Aunque son muchos los años que nos separan de este seguidor del camino iniciado por Santo Domingo, es indudable que continúa como interlocutor válido por sus gestos y doctrina y, desde luego, es un estímulo para sus hermanos frente a los grandes desafíos que presenta nuestro mundo al comienzo de un tercer milenio. No es sólo Europa quien reclama hoy que el «trigo almacenado en los graneros» —para utilizar una expresión de Honorio III, que le ofreció quizás Santo Domingo—, se siembre con generosidad, es todo un inmenso mundo, jamás tan poblado, y, desde luego, con hambre del mismo pan con que San Vicente Ferrer lograba saciar a las multitudes. Las constantes a que nos referíamos y que hicieron su vida «provechosa para sí y útil para los demás», como escribía el Beato Jordán de Sajonia al recordar a las hermanas de Prouilhe, constituyen todavía hoy fundamento y quehacer, tal como lo recuerda nuestra Constitución fundamental.
Una hermosa figura la de San Vicente Ferrer, oportunamente recordada en los comienzos del pontificado del Papa Benedicto XVI, que en diferentes momentos ha mostrado su preocupación por ofrecer al mundo de manera nueva la luz de Cristo, que no sustrae nada al hombre, sino que se lo entrega todo. Empeño misionero que elogió recientemente en nuestra hermana la Beata Ascensión Nicol, al recibir a los peregrinos que acudieron a Roma para su beatificación; después del envío de los Apóstoles el día de Pentecostés —decía—, «otros han acogido el mandato misionero poniendo sus energías al servicio del Evangelio.

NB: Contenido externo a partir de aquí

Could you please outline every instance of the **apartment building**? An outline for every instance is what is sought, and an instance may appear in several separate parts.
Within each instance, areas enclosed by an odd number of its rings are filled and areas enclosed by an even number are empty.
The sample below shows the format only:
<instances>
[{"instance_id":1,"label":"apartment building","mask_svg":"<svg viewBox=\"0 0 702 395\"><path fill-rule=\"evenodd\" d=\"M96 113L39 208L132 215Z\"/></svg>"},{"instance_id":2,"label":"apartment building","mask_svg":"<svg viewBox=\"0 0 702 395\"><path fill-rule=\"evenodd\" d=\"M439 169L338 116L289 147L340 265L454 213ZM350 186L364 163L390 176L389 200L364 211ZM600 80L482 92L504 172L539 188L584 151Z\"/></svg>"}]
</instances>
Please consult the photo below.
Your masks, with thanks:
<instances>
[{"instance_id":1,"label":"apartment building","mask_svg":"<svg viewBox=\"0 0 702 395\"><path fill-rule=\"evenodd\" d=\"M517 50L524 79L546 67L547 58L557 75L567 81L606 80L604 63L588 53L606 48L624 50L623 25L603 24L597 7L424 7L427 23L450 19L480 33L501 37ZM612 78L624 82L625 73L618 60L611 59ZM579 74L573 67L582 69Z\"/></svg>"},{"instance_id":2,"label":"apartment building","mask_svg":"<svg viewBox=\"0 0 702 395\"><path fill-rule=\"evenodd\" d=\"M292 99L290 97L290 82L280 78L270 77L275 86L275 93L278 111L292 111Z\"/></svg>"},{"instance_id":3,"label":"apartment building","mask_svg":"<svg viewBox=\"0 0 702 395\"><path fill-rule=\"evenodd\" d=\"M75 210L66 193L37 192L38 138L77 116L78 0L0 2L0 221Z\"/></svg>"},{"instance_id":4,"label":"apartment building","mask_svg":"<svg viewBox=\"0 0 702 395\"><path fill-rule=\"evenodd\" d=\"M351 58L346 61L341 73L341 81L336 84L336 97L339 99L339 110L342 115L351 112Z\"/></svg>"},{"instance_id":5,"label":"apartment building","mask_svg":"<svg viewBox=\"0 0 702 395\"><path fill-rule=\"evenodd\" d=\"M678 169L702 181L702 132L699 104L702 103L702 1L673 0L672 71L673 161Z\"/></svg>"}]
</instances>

Entre éstos la Madre Ascensión que se dejó inflamar también por el fuego de Pentecostés y se comprometió a difundirlo en el mundo».
De nuevo quiero expresar mi deseo y disponibilidad para apoyar cuantos pasos conduzcan a que la Familia Dominicana pueda ofrecer a la Iglesia un nuevo Doctor de la misma en la persona de San Vicente Ferrer.